Виктор Аркадьевич не понимал, что говорит Котыч и кому он говорит. Не исключено, просто бормочет под нос по неизбывной старческой привычке.
— Джан, тебе хватит, зови следующего, иначе тебе самому переливание делать придётся… Арик, там, во дворе под крышей ещё должна быть паутина, и не одна. Там уже радиальные нити сматывай и неси. И пошли кого-нибудь на купальню, пусть поймает десяток пиявок. Только на себя чтобы не приманивал, пиявки должны быть голодными. Так… раны больше не кровят… с кого шить начинать?
— С Ариши, — хотел сказать Виктор Аркадьевич, но губы не послушались, а сам советчик провалился в беспамятство.

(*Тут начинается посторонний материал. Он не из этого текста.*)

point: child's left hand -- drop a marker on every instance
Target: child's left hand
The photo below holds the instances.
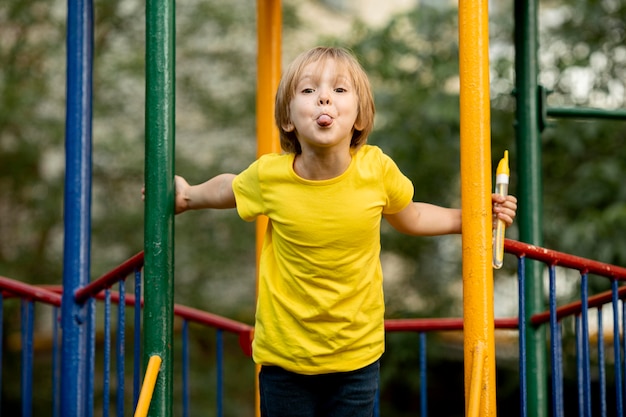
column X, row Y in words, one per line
column 504, row 208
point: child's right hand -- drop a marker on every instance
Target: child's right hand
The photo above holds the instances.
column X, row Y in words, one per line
column 181, row 201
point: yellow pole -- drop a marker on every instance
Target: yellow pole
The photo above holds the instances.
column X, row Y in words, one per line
column 147, row 389
column 476, row 200
column 269, row 41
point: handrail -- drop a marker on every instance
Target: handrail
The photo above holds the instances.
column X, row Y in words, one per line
column 565, row 260
column 29, row 292
column 440, row 324
column 245, row 331
column 149, row 381
column 107, row 280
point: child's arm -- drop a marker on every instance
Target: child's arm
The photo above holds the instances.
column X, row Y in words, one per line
column 422, row 219
column 215, row 193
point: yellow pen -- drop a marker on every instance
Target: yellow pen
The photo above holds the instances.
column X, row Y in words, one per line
column 502, row 188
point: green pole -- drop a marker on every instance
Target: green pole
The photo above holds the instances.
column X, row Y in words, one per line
column 528, row 139
column 159, row 199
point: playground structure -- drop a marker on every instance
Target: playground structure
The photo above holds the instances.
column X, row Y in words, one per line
column 76, row 299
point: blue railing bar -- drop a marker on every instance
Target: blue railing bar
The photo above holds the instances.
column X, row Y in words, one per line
column 185, row 343
column 586, row 362
column 560, row 367
column 554, row 354
column 106, row 393
column 137, row 339
column 121, row 344
column 219, row 356
column 55, row 361
column 423, row 376
column 601, row 364
column 616, row 349
column 579, row 366
column 521, row 277
column 90, row 356
column 377, row 402
column 1, row 339
column 624, row 352
column 76, row 389
column 27, row 328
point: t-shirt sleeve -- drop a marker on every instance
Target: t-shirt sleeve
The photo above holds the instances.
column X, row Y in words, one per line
column 247, row 189
column 398, row 187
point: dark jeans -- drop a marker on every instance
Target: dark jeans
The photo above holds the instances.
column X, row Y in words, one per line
column 342, row 394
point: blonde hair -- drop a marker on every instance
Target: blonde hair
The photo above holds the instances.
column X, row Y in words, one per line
column 287, row 89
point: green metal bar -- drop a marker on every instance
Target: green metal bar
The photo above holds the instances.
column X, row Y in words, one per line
column 159, row 198
column 528, row 128
column 586, row 113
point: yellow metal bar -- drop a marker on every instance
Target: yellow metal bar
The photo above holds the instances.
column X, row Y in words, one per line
column 269, row 41
column 149, row 380
column 476, row 197
column 473, row 408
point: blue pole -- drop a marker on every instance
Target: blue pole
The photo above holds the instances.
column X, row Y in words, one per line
column 75, row 385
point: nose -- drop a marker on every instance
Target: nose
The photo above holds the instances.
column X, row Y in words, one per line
column 324, row 97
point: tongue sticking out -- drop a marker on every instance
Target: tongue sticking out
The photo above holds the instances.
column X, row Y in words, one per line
column 324, row 120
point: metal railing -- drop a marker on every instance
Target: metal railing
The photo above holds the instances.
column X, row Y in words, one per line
column 603, row 364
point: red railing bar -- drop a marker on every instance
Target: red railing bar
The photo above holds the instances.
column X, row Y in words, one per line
column 109, row 279
column 29, row 292
column 563, row 259
column 187, row 313
column 575, row 307
column 440, row 324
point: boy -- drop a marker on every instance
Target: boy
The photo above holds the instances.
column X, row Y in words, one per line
column 319, row 330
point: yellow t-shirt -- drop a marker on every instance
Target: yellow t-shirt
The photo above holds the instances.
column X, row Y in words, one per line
column 320, row 302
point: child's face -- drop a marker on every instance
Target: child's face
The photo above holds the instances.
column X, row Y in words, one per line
column 324, row 108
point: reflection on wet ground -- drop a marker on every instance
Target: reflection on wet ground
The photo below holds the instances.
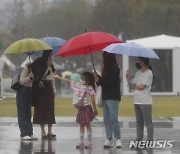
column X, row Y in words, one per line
column 67, row 137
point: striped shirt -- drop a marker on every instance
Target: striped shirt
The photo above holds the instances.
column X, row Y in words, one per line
column 79, row 90
column 143, row 96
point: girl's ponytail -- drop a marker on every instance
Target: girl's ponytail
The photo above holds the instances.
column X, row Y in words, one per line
column 90, row 79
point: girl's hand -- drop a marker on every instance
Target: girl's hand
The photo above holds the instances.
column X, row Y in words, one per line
column 95, row 113
column 56, row 76
column 127, row 74
column 95, row 74
column 31, row 75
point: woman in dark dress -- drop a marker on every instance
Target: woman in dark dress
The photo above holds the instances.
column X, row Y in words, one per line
column 43, row 94
column 110, row 83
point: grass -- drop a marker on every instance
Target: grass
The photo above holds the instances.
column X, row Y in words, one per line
column 162, row 107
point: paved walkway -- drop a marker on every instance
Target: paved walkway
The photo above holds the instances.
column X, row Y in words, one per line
column 67, row 137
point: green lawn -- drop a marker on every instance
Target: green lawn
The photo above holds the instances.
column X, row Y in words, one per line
column 162, row 106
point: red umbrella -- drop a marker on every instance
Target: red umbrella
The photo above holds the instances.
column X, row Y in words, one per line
column 87, row 43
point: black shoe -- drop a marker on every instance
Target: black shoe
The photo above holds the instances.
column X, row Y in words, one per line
column 52, row 137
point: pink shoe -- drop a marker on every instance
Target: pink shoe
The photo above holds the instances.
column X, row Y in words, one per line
column 88, row 145
column 80, row 145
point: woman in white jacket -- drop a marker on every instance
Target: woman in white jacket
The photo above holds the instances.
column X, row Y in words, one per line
column 141, row 85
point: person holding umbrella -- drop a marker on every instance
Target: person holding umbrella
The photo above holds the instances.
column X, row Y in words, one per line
column 110, row 83
column 23, row 101
column 24, row 91
column 43, row 94
column 141, row 84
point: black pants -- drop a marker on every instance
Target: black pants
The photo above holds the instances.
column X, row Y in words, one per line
column 23, row 101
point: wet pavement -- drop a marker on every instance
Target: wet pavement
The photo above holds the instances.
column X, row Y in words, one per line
column 67, row 137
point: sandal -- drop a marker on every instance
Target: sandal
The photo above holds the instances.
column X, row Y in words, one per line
column 51, row 136
column 44, row 136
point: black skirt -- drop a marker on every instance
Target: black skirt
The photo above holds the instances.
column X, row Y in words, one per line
column 44, row 110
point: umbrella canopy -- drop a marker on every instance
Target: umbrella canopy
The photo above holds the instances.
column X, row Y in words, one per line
column 54, row 42
column 86, row 43
column 27, row 45
column 66, row 73
column 131, row 49
column 79, row 70
column 75, row 77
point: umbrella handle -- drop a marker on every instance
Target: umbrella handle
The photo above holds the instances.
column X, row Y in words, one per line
column 91, row 55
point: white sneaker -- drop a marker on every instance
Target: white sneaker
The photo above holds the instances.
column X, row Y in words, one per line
column 26, row 138
column 33, row 137
column 88, row 145
column 80, row 145
column 118, row 144
column 108, row 144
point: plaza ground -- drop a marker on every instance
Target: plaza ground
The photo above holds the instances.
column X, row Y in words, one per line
column 163, row 106
column 67, row 132
column 166, row 120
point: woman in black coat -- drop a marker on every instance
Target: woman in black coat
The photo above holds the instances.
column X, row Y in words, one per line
column 110, row 83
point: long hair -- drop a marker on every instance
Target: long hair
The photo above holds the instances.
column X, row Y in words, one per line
column 146, row 62
column 109, row 61
column 89, row 79
column 39, row 66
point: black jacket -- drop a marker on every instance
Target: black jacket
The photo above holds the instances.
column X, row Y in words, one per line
column 111, row 85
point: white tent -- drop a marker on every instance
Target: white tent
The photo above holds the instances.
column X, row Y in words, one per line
column 166, row 69
column 1, row 76
column 159, row 42
column 26, row 62
column 8, row 62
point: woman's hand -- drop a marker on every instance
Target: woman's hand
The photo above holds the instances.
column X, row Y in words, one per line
column 56, row 76
column 127, row 75
column 96, row 76
column 31, row 75
column 95, row 113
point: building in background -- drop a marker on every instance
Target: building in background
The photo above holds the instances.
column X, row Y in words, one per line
column 166, row 70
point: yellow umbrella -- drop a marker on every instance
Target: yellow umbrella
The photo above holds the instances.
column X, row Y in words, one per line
column 66, row 73
column 27, row 45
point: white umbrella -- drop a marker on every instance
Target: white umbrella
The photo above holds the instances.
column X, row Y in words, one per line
column 131, row 49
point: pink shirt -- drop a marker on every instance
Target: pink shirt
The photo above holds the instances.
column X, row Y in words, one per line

Когда вновь пришёл в чувство, медицинской бригады в комнате не было. За окном плавилась сентябрьская ночь. Свет в комнате был погашен, вместо ночника светился включённый телевизор. На экране виднелась его комната, двойник бездельно сидел за столом. Перед ним выстроилась шеренга бутылок и баночек: молоко, кефир, ряженка… Что это тень на молочное потянуло?
В призрачном телевизионном свечении деревенская комната потеряла всякое сходство с нормальным жильём, окончательно превратившись в больничную палату. Стол отъехал куда-то за пределы видимости, кровать Виктора Аркадьевича выдвинута к середине помещения, так, чтобы к ней можно было подойти с любой стороны. Ближе к окну стояла ещё одна кровать, которой раньше не было, и на ней лежала Ариша. Хирургический пластырь охватывал всю грудь, не позволяя разойтись краям раны. Виктор Аркадьевич подумал, что у него на груди, должно быть, наклеен такой же пластырь. Поднять руку и проверить он не мог.

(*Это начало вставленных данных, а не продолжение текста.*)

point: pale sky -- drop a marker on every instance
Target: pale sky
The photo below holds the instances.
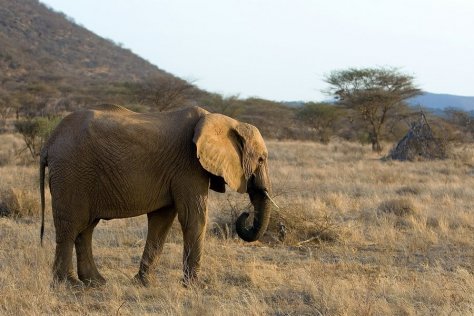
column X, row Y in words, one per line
column 282, row 49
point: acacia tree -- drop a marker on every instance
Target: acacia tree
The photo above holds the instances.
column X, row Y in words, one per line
column 377, row 95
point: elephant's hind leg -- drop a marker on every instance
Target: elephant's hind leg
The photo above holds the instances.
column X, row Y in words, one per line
column 159, row 224
column 62, row 267
column 86, row 268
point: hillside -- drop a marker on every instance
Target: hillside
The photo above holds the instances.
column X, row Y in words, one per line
column 441, row 101
column 45, row 54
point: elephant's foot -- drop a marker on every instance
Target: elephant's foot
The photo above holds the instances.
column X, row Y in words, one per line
column 93, row 281
column 69, row 281
column 141, row 279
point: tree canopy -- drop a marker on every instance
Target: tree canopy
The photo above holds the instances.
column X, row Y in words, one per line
column 377, row 94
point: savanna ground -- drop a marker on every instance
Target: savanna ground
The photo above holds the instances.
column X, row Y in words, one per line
column 354, row 236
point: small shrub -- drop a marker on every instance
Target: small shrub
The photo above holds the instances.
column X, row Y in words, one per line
column 35, row 131
column 399, row 207
column 17, row 203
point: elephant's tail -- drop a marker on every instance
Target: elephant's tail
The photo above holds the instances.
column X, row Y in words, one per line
column 43, row 164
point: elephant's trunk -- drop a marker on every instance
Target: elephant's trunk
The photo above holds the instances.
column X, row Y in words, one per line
column 262, row 206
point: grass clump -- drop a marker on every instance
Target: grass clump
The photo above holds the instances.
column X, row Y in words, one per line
column 399, row 207
column 17, row 203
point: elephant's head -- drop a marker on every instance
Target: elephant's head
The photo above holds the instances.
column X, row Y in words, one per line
column 236, row 152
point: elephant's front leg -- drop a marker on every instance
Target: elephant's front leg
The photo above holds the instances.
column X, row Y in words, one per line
column 159, row 224
column 193, row 219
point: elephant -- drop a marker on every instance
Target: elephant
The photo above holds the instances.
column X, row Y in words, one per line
column 108, row 162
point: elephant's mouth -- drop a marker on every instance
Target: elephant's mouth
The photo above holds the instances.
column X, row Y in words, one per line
column 262, row 204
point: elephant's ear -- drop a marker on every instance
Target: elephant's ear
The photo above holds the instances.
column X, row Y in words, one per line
column 219, row 149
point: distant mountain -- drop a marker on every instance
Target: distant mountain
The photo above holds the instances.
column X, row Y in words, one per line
column 442, row 101
column 45, row 56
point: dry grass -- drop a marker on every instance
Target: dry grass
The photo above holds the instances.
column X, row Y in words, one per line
column 369, row 256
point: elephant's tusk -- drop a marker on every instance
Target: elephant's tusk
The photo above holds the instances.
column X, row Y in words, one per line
column 271, row 200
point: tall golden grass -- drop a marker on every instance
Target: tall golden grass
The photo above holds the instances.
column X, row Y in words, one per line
column 354, row 236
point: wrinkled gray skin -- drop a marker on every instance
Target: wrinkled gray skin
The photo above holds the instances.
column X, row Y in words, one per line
column 114, row 163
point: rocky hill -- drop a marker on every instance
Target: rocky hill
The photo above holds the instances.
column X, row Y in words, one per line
column 45, row 55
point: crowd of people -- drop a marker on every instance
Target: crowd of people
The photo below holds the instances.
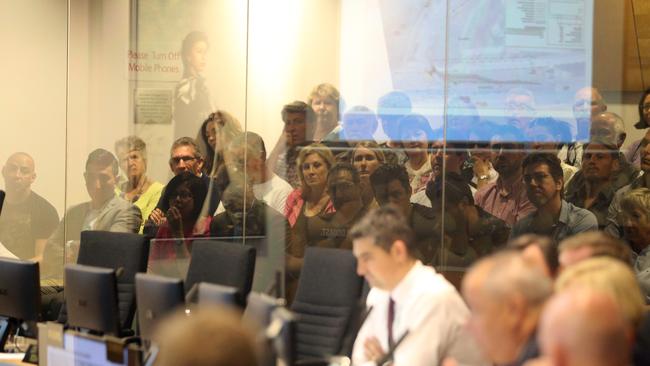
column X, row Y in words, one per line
column 520, row 201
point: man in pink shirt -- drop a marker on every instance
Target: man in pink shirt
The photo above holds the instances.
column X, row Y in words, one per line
column 506, row 198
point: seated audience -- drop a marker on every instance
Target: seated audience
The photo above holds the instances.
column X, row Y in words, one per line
column 311, row 199
column 592, row 244
column 27, row 219
column 506, row 198
column 584, row 327
column 594, row 186
column 587, row 103
column 219, row 128
column 105, row 211
column 470, row 232
column 392, row 107
column 144, row 193
column 609, row 128
column 298, row 118
column 415, row 134
column 554, row 216
column 186, row 157
column 539, row 251
column 449, row 158
column 506, row 296
column 635, row 220
column 549, row 135
column 643, row 181
column 247, row 155
column 207, row 336
column 417, row 317
column 366, row 158
column 326, row 102
column 390, row 184
column 633, row 152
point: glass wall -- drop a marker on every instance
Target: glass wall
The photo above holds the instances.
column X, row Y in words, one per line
column 278, row 124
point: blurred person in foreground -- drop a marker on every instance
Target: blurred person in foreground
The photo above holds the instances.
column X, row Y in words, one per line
column 410, row 302
column 584, row 327
column 207, row 336
column 506, row 296
column 616, row 279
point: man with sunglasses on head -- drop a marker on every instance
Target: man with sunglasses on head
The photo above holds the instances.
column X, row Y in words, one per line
column 555, row 217
column 185, row 156
column 506, row 198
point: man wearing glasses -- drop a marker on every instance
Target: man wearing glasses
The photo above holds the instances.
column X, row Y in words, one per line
column 185, row 156
column 554, row 217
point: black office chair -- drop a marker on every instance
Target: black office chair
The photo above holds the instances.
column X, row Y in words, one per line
column 224, row 264
column 126, row 253
column 327, row 304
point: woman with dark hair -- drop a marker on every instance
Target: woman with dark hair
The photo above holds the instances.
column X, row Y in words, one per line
column 182, row 202
column 192, row 97
column 416, row 134
column 216, row 131
column 633, row 152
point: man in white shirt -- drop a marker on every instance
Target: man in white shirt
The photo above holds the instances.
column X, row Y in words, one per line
column 416, row 317
column 247, row 153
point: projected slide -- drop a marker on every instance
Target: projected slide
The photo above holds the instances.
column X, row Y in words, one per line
column 486, row 50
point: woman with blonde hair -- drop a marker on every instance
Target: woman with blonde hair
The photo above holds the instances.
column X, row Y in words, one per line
column 611, row 276
column 311, row 199
column 216, row 131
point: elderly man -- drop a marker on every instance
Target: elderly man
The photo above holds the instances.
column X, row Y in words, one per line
column 613, row 227
column 390, row 184
column 506, row 198
column 554, row 216
column 417, row 317
column 27, row 219
column 506, row 296
column 584, row 327
column 185, row 156
column 594, row 185
column 246, row 156
column 587, row 104
column 105, row 211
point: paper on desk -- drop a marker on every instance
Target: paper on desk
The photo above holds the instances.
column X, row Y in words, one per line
column 6, row 253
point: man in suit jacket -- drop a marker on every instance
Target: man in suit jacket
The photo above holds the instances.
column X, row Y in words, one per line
column 105, row 211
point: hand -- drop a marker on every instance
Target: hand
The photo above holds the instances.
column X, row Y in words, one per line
column 157, row 217
column 175, row 220
column 372, row 349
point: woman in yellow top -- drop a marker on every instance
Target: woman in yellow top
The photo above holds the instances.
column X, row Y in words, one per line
column 131, row 152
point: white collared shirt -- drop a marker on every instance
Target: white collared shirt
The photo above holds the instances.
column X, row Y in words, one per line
column 431, row 309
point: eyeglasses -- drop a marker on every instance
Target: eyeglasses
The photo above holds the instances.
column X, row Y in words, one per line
column 185, row 159
column 537, row 177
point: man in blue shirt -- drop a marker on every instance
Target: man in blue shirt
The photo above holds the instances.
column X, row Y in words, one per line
column 554, row 216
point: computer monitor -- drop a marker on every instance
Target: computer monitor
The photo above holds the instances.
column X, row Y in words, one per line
column 91, row 298
column 156, row 296
column 20, row 295
column 211, row 293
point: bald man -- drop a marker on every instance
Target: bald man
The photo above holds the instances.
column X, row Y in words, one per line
column 27, row 219
column 505, row 295
column 584, row 327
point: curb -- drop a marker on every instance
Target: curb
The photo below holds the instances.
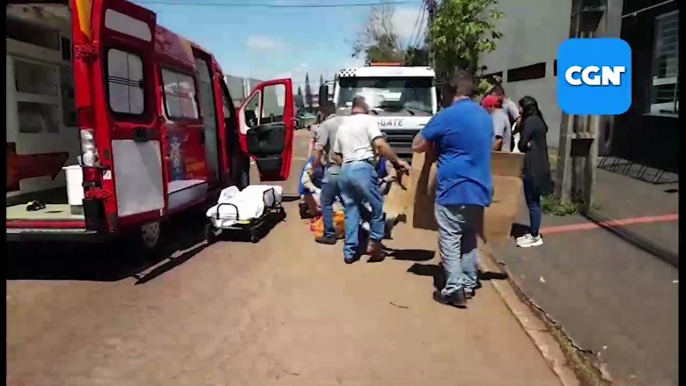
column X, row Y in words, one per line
column 571, row 368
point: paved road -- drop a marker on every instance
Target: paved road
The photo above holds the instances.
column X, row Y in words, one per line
column 283, row 311
column 615, row 291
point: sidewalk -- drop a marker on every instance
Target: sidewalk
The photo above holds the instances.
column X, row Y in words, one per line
column 614, row 290
column 284, row 311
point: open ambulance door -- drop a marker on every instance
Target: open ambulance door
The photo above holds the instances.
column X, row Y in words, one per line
column 266, row 124
column 124, row 96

Возле Аришиной постели сидела Лизавета и невесомо гладила отмытые от крови волосы. Лицо тени было неподвижно и спокойно, лишь прозрачные слёзы скатывались по щекам и падали на подушку.
Кто после этого скажет, что тени не плачут.
Днём — на следующий день или через — сказать трудно, Виктор Аркадьевич окончательно пришёл в себя. Обвёл взглядом комнату, стараясь понять, что было на самом деле, а что привиделось в бреду.
Ариша лежала с открытыми глазами. Глаза её по-прежнему были небывало огромными, но сейчас в них зияла такая пустота, какой не бывало у самых трудных пациентов третьей линии обороны.